Our time is up in the Schengen Zone, so back to the UK we go. We had a day in Edinburgh before heading out to the countryside, so we hit the streets. After a month in central Europe, it was a bit of an adjustment to remember which way to look before crossing the road; I’d also forgotten the terrible timing of the lights, which means that everyone just jaywalks all the time.
Breakfast was at a little coffee/toastie shop where the man behind the counter knew the orders of all the regulars. While waiting on what looked like an old church pew for my coffee, I saw a book about the Cold War in Scotland, with a handwritten dedication to “the best coffee shop in the world.” Turns out the book was from an exhibit at the National Museum of Scotland, which happened to be across the street. Presumably some of its employees were regulars at the coffee place.

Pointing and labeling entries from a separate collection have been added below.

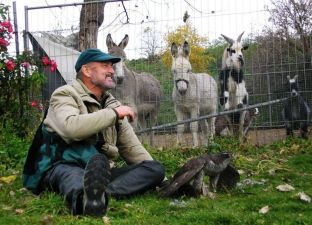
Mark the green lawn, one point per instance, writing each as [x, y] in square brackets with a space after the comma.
[270, 165]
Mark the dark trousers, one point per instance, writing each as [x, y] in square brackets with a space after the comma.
[67, 180]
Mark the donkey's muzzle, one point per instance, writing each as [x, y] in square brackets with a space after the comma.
[119, 80]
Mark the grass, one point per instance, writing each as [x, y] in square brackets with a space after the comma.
[287, 161]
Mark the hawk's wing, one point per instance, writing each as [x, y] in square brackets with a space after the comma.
[185, 174]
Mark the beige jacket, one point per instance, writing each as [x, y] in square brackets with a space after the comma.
[75, 116]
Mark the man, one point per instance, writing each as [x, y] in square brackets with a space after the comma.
[84, 129]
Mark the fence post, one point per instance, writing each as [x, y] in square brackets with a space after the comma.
[270, 97]
[26, 44]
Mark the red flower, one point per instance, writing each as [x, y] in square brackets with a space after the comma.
[10, 65]
[4, 42]
[25, 64]
[45, 60]
[53, 65]
[34, 104]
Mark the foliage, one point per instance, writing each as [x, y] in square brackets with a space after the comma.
[21, 80]
[186, 32]
[286, 161]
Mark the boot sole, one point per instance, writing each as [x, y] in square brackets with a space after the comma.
[96, 179]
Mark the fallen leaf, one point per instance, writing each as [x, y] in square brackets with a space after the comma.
[264, 209]
[8, 179]
[105, 220]
[304, 197]
[285, 187]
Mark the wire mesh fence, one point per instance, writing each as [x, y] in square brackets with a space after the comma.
[271, 57]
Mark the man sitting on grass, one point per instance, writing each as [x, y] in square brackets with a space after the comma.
[84, 130]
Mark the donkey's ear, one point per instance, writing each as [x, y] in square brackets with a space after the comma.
[124, 42]
[240, 37]
[174, 49]
[109, 42]
[229, 40]
[186, 49]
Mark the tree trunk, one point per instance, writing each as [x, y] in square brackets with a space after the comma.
[91, 18]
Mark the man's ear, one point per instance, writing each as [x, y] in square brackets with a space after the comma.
[85, 71]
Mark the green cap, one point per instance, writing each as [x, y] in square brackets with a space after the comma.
[94, 55]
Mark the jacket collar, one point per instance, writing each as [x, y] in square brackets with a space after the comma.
[85, 94]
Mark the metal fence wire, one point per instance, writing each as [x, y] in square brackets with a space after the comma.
[271, 57]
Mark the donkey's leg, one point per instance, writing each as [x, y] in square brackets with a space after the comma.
[289, 128]
[194, 127]
[304, 129]
[230, 124]
[211, 128]
[180, 128]
[241, 126]
[153, 122]
[205, 130]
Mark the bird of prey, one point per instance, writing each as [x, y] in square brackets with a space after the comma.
[192, 174]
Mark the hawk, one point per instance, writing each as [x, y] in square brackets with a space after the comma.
[190, 177]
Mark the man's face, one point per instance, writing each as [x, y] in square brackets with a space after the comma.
[101, 74]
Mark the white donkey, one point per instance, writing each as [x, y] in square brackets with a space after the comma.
[193, 95]
[232, 83]
[140, 91]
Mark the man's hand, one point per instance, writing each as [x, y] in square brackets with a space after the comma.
[123, 111]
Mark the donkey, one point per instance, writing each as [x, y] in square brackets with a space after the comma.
[233, 88]
[140, 91]
[296, 112]
[193, 94]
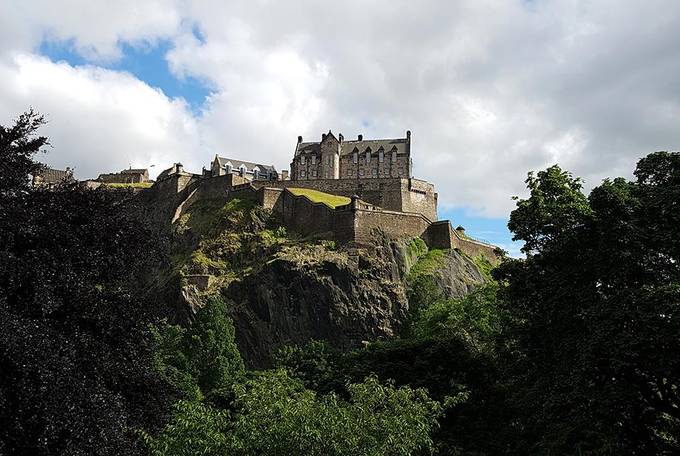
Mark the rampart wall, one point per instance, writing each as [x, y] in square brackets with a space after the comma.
[400, 194]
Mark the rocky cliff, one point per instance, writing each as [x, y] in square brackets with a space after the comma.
[283, 289]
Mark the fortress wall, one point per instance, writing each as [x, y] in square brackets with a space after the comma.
[441, 235]
[394, 224]
[419, 196]
[218, 186]
[271, 198]
[388, 193]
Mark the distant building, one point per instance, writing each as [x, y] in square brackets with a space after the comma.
[335, 158]
[248, 170]
[126, 176]
[50, 177]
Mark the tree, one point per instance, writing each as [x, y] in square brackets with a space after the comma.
[275, 415]
[76, 367]
[18, 145]
[595, 308]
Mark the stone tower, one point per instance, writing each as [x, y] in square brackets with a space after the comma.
[330, 156]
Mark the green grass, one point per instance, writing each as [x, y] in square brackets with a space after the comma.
[129, 185]
[316, 196]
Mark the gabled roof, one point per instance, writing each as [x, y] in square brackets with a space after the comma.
[347, 147]
[54, 176]
[236, 164]
[133, 171]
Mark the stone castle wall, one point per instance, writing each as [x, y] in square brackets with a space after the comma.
[402, 195]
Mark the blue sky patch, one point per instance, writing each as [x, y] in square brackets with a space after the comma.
[146, 62]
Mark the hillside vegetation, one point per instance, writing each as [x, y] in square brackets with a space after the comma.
[301, 346]
[317, 196]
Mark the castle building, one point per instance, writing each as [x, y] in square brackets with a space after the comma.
[49, 177]
[126, 176]
[221, 166]
[335, 158]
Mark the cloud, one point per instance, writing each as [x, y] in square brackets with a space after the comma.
[100, 120]
[490, 88]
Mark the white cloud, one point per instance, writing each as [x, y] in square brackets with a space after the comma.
[490, 88]
[100, 120]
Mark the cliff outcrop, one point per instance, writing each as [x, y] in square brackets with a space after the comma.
[286, 289]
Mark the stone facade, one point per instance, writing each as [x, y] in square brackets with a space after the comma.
[335, 158]
[395, 194]
[221, 166]
[126, 176]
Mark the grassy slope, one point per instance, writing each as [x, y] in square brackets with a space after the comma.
[316, 196]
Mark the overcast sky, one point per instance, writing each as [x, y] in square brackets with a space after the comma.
[490, 89]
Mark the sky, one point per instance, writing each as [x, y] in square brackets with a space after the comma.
[489, 89]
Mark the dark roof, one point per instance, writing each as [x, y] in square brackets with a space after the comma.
[54, 176]
[236, 164]
[134, 171]
[347, 147]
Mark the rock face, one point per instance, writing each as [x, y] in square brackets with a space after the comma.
[285, 290]
[458, 275]
[311, 293]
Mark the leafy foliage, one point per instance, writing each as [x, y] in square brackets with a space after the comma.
[594, 312]
[275, 415]
[76, 370]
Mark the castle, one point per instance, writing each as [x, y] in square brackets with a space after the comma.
[375, 176]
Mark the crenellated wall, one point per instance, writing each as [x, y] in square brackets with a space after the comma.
[395, 194]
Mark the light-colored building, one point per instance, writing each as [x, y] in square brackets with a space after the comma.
[248, 170]
[335, 158]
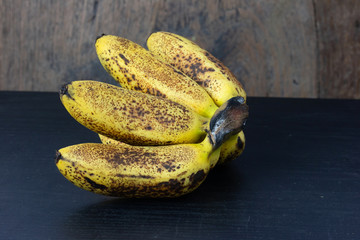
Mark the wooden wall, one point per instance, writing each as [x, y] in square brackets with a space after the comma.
[278, 48]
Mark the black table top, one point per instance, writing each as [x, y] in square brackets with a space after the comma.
[299, 178]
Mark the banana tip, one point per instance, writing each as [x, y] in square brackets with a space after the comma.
[64, 90]
[57, 157]
[103, 34]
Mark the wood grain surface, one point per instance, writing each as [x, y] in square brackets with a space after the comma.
[276, 48]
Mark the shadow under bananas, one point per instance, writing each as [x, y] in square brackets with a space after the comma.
[198, 212]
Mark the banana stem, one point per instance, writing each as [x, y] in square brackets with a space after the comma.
[228, 120]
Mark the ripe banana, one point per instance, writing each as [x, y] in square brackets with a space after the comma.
[199, 64]
[137, 171]
[132, 117]
[150, 171]
[135, 68]
[205, 69]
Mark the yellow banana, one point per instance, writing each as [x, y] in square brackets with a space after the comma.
[135, 68]
[199, 64]
[137, 171]
[207, 71]
[151, 171]
[132, 117]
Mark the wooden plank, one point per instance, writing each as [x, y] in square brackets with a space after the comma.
[338, 27]
[269, 45]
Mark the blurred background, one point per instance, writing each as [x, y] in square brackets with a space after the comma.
[276, 48]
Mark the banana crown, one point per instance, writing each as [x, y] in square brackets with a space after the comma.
[179, 112]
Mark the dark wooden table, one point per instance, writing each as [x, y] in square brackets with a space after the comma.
[299, 178]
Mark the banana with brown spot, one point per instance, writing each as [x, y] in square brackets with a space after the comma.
[124, 170]
[137, 171]
[206, 70]
[197, 63]
[135, 68]
[131, 117]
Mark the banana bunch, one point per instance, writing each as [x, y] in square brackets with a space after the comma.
[178, 113]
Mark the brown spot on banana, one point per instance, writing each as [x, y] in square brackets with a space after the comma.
[115, 171]
[132, 117]
[199, 64]
[151, 75]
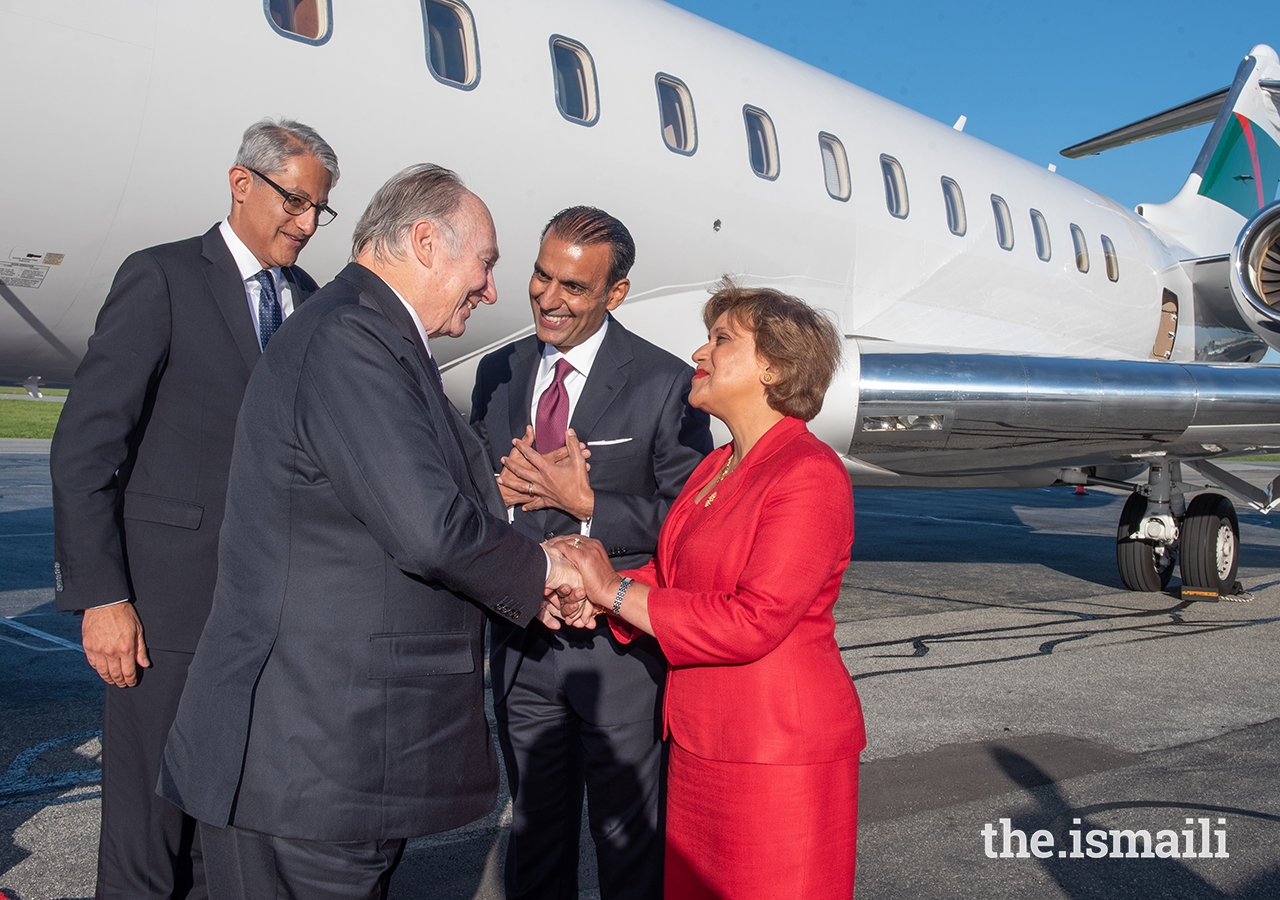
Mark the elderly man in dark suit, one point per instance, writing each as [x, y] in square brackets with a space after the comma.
[577, 706]
[140, 464]
[334, 706]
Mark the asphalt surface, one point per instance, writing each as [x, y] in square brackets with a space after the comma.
[1004, 670]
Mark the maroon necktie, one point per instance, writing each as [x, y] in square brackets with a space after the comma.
[553, 412]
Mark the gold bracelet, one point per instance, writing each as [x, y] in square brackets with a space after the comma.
[622, 590]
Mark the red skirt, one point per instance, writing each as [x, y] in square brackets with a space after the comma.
[746, 831]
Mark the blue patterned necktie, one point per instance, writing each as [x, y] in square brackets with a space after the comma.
[269, 314]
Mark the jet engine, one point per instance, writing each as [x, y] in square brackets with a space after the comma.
[1256, 274]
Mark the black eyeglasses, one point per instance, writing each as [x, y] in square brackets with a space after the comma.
[296, 205]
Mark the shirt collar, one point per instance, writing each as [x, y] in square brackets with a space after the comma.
[583, 356]
[417, 323]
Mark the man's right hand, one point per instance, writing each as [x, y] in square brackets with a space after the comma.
[113, 643]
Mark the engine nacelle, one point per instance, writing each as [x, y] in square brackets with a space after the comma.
[1256, 274]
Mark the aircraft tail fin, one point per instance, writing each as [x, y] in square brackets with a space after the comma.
[1238, 169]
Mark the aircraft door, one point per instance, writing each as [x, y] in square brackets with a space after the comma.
[1168, 332]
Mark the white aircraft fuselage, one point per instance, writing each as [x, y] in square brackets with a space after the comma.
[136, 109]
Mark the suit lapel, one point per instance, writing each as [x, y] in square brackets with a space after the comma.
[520, 393]
[228, 289]
[607, 379]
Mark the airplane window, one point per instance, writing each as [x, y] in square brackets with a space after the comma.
[307, 21]
[451, 42]
[1041, 229]
[1082, 249]
[835, 165]
[1109, 254]
[575, 81]
[1004, 222]
[954, 200]
[762, 142]
[895, 187]
[676, 108]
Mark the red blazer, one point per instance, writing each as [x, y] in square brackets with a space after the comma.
[741, 606]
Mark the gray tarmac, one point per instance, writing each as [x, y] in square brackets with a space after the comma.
[1005, 674]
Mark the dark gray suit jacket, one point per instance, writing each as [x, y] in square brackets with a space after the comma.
[337, 691]
[144, 446]
[645, 439]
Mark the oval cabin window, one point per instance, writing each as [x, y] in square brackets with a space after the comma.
[676, 109]
[575, 82]
[895, 187]
[1004, 222]
[762, 142]
[1040, 228]
[1109, 255]
[1082, 249]
[307, 21]
[452, 54]
[835, 165]
[954, 201]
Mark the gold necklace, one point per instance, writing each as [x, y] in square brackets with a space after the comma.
[720, 478]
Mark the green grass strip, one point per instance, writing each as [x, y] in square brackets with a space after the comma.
[21, 419]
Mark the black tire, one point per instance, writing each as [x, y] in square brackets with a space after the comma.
[1211, 544]
[1141, 566]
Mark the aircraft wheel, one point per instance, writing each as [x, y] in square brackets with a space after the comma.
[1142, 566]
[1211, 544]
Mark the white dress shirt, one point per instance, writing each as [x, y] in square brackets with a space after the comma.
[581, 357]
[250, 266]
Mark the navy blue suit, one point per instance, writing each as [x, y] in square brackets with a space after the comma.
[577, 706]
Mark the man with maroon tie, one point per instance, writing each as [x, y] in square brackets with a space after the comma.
[576, 706]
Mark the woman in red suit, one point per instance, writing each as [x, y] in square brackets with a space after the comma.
[763, 718]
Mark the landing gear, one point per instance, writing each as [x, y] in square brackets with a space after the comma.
[1157, 526]
[1211, 544]
[1147, 535]
[1143, 563]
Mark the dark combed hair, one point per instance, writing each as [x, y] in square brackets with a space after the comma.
[584, 225]
[800, 343]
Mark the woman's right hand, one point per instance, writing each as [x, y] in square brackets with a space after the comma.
[593, 563]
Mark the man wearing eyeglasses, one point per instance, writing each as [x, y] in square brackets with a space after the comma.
[140, 464]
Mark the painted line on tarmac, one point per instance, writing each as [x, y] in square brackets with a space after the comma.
[36, 633]
[940, 519]
[17, 784]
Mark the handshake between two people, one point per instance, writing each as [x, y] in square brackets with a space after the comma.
[581, 583]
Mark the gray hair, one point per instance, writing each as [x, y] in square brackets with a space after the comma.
[269, 144]
[423, 191]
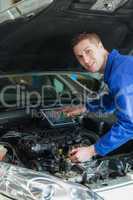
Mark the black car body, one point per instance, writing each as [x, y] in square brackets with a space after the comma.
[35, 47]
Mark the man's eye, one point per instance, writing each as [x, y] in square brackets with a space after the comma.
[88, 51]
[80, 57]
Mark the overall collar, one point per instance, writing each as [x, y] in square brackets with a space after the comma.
[109, 64]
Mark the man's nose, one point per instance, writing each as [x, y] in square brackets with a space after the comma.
[86, 58]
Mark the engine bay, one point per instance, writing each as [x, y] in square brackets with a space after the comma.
[35, 144]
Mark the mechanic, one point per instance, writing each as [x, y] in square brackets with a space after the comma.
[118, 75]
[3, 152]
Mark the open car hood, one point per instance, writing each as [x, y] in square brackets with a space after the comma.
[43, 41]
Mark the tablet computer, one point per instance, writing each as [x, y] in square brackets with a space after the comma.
[56, 117]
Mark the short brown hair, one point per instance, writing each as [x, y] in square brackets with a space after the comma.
[91, 36]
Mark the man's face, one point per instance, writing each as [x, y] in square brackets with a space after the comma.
[90, 55]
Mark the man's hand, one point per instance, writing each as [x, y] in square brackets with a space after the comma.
[82, 154]
[74, 110]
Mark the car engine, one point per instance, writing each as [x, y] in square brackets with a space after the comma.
[34, 144]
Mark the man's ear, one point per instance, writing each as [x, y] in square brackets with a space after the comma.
[100, 44]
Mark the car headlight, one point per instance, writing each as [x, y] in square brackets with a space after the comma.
[20, 183]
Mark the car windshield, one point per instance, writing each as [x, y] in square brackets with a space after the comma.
[50, 88]
[13, 9]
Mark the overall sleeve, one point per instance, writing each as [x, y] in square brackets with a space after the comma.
[104, 104]
[122, 130]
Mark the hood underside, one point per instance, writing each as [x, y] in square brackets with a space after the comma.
[43, 42]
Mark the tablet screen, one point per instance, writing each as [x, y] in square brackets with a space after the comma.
[56, 117]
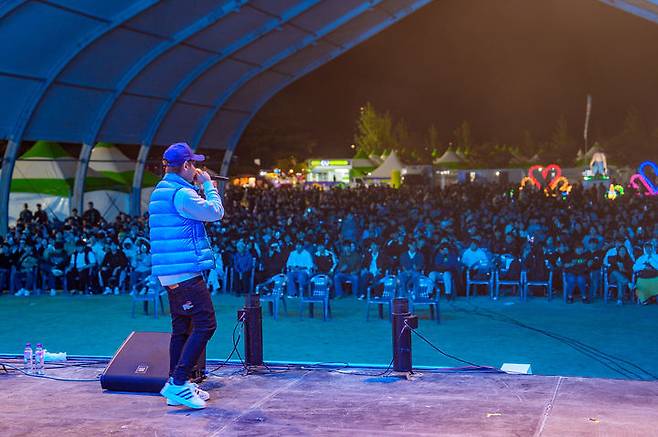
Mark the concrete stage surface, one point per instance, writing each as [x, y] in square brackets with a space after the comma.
[303, 401]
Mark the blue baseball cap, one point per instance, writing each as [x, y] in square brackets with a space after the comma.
[178, 153]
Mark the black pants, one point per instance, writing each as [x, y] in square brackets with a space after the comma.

Having been going down all sorts of Cold War rabbit holes while in Berlin, I decided we had to head across the street. Though the exhibit was small, it was a comprehensive look at how Scotland’s unique geography made it a key location for American bases, nuclear research, and missle sites. In response to all of these military installations, there was a large anti-nuclear movement — a joining of both peace and environmental activists — in Scotland, especially in the 1970s and 1980s. The exhibit also contained a model nuclear power plant for kids (given what I know about the safety of children’s toys from the 1950s, I wondered if it had some uranium in it too).
We decided to take a peek at the rest of the museum, which turned out to be a sprawling, labyrinth of Scottish history - like they took all of the Smithsonian museums and smooshed them into one building. Everything from parts of a church to a locomotive to a model of an offshore oil derrick to Dolly the Sheep (yes, the corpse of the first cloned mammal was on display). This was not a collection you could merely peek at.
But we had things to do, so kept moving through the sandy grey streets to carry out some important errands, including new hiking shoes for me. While passing through a park, we saw a comically tall column with a little statue of a man on top. Turns out the man was Henry Dundas, an extremely powerful Scottish politician in the 1700s. A sign near the statue explained that he was a controversial figure who was “instrumental in deferring the abolition of the Atlantic slave trade. As a result of this delay, more than half a million enslaved Africans crossed the Atlantic.” He was also impeached during his lifetime for misappropriation of public funds when he was treasurer of the Navy. The sign I saw was the result of the worldwide protests after the murder of George Floyd; some believe that instead of posting a new sign, the statue should just be removed. I’d tend to agree with that view - isn’t there someone a bit more worthy from Edinburgh who deserves to be up there?
We pressed on. After walking through the beautiful University of Edinburgh campus, we made a stop at one of my favorite bookstores in the world — Lighthouse Bookshop — where I got too many books because I have a problem.
After dropping the books at our hotel, I set off for a solo wander around the city. I stopped to buy an ice cream cone for the walk, because going on a walk in 30 degree winter weather as the sun sets at 4pm is the perfect occasion for ice cream. Honestly it felt positively balmy compared to some of our days in Berlin, which is weird since we’re farther North. Then again, Minneapolis is south of both Edinburgh and Berlin and the high there was -11F (-23 for your Celsius-heads) so how does weather even work.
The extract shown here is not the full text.